The Case for an Immigration Tariff

The Republicans and Democrats are at an impasse over immigration policy. Republicans want money for border security and merit-based immigration. Democrats don’t want a wall and support more legal immigration. Creating an immigration tariff and selling visas will solve both of their problems and leave enough money left over to reduce the deficit.

Such a system would simplify the immigration system and raise a lot of revenue. The current legal immigration system is a Byzantine quagmire of restrictions, regulations, and arbitrary numerical caps that prevent productive would-be immigrants from coming here. Instead of relying on the government picking immigration winners and losers, this new visa would be for those who pay a tariff.

Under this tariff system, the government would sell “gold cards” to immigrants at set prices. The gold card would guarantee permanent legal residency, just like a green card, but it would not lead to citizenship on its own. Immigrants on a gold card could earn a green card through marriage or another means but they would have no special path to citizenship or access to means-tested welfare. They would have to pay taxes and could switch jobs just like green card holders. Criminals, suspected terrorists, and individuals with serious communicable diseases should obviously not be able to buy the gold card.

So long as the gold card holder follows the laws, he or she could legally work, invest, and live in the United States. Gold card holders could purchase it themselves, but businesses, friends, family members, church congregations, or anybody else could chip in. Banks could even lend money to energetic and ambitious immigrants who want a gold card while home towns in poor countries could pool resources to send their best and brightest to America.

Tariff rates, the price of the gold card, should be based on the age and education of the purchaser to guarantee a fiscal windfall. The 2016 fiscal-cost estimate of immigrants from the National Academy of Sciences found that younger immigrants with more education pay more in taxes and consume less in benefits than older immigrants who are less educated. Thus, older and less educated immigrants should pay a higher price for a gold card and younger immigrants who are educated should pay a lower price — to guarantee a surplus.

This guarantees a fiscal double whammy. First, since most immigrants pay more taxes than they consume in benefits over their lifetimes, normal tax revenue would increase. Second, the tariff revenue could be substantial with a tariff schedule ranging from $1,000 for young immigrants who are highly educated to $308,400 for elderly immigrants who are high school dropouts. If Congress adopted that tariff schedule and 1 million immigrants with the education levels and ages as those who entered from 2013 to 2016 paid the tariff, the Treasury would collect about $43.6 billion in extra revenue in the first year.

That’s enough money to build a wall across the entire Mexican border twice according to the Department of Homeland Security. Or it could fund Border Patrol’s entire budget for the next 11 years.

Beyond government revenues, an immigration tariff makes the process more predictable and timely because it focuses on one factor: money. That might not be ideal, but it is more fair than a system run through arbitrary bureaucratic decisions.

An immigration tariff and gold card would also destroy much of the human smuggling black market. Community leaders in Central America recently told American officials that smugglers charge about $10,000 — and that doesn’t include a guarantee of entering, doing so safely, or finding a job. Poor migrants who are already paying high prices for only a chance at entering the United States would pay more for a less hazardous and legal journey.
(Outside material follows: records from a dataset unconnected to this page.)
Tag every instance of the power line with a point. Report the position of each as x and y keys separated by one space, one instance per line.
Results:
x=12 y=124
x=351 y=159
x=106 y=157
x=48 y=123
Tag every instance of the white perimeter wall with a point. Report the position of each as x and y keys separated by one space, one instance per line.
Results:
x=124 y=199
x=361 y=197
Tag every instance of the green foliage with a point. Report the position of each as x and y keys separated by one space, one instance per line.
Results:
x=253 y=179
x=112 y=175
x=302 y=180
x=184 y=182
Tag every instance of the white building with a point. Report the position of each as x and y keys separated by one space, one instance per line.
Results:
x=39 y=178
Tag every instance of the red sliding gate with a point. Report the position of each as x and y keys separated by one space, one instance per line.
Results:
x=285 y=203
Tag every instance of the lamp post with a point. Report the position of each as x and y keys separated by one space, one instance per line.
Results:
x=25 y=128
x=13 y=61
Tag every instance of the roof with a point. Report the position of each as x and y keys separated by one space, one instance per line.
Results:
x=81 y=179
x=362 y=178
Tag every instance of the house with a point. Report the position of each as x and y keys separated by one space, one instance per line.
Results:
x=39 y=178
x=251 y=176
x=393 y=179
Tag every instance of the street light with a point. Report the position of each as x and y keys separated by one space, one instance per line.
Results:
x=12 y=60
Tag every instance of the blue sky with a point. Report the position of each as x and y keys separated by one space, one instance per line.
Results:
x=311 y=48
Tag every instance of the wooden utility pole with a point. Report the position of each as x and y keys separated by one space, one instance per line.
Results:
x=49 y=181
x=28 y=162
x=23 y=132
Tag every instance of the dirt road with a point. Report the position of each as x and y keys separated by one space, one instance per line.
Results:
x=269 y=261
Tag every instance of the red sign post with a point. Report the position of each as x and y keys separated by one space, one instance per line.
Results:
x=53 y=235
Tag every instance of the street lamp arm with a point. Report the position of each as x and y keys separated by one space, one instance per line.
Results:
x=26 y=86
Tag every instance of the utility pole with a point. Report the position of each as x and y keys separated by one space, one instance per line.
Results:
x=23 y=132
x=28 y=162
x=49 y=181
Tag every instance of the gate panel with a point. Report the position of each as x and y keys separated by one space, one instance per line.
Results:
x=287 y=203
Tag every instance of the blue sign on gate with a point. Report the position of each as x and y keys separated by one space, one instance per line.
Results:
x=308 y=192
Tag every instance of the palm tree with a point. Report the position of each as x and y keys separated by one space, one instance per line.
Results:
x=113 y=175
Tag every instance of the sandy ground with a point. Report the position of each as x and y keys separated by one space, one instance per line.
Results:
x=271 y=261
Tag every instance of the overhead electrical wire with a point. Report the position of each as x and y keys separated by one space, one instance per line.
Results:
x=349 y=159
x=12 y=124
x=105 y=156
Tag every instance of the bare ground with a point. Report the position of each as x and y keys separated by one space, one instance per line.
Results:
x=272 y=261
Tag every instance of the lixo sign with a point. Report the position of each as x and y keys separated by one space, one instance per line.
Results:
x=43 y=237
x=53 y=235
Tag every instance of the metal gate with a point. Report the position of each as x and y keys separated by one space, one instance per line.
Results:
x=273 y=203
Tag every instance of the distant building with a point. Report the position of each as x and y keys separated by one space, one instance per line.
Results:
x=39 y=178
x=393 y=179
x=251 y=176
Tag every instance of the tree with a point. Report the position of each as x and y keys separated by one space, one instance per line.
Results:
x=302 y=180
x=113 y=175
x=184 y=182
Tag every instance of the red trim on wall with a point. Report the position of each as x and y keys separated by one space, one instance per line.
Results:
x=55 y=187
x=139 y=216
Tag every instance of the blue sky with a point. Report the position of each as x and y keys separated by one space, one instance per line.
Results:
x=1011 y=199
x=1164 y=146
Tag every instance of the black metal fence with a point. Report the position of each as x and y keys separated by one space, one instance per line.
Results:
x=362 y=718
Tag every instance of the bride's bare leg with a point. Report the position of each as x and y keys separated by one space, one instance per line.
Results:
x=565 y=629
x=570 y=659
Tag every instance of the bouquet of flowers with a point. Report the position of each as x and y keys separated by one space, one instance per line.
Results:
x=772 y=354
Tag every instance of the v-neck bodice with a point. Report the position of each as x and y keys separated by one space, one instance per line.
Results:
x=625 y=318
A gold card, even if it was more expensive than a smuggling fee, would also reduce the chance of dying while crossing, as an average of 368 illegal immigrants did annually while crossing illegally from 2007-2017. Furthermore, it would increase their wages by about 11.3 percent relative to illegal immigrants who currently have to work in a black market. Lastly, it would reduce the flow of illegal immigrants and allow Border Patrol to focus on intercepting actual criminal threats rather than peaceful people who are looking for jobs.

This kind of visa has already been tested — including in the United States. The American H-1B visa charges thousands of dollars for some employers, far in excess of administrative fees. In the 1950s, American farmers hiring Mexican guest workers had to pay a $12 tariff per worker. Singapore charges a monthly levy on some workers based on their skill level while the United Kingdom, Australia, Canada, and New Zealand all charge huge visa fees that resemble tariffs.

Creating an immigration tariff would increase government revenues and help lower the deficit. Conservatives should like it because more ambitious and meritorious immigrants will pay the tariff, the resulting revenue can fund border security, and it would happen without raising taxes. Liberals should like it because it will expand legal immigration and reopen the government.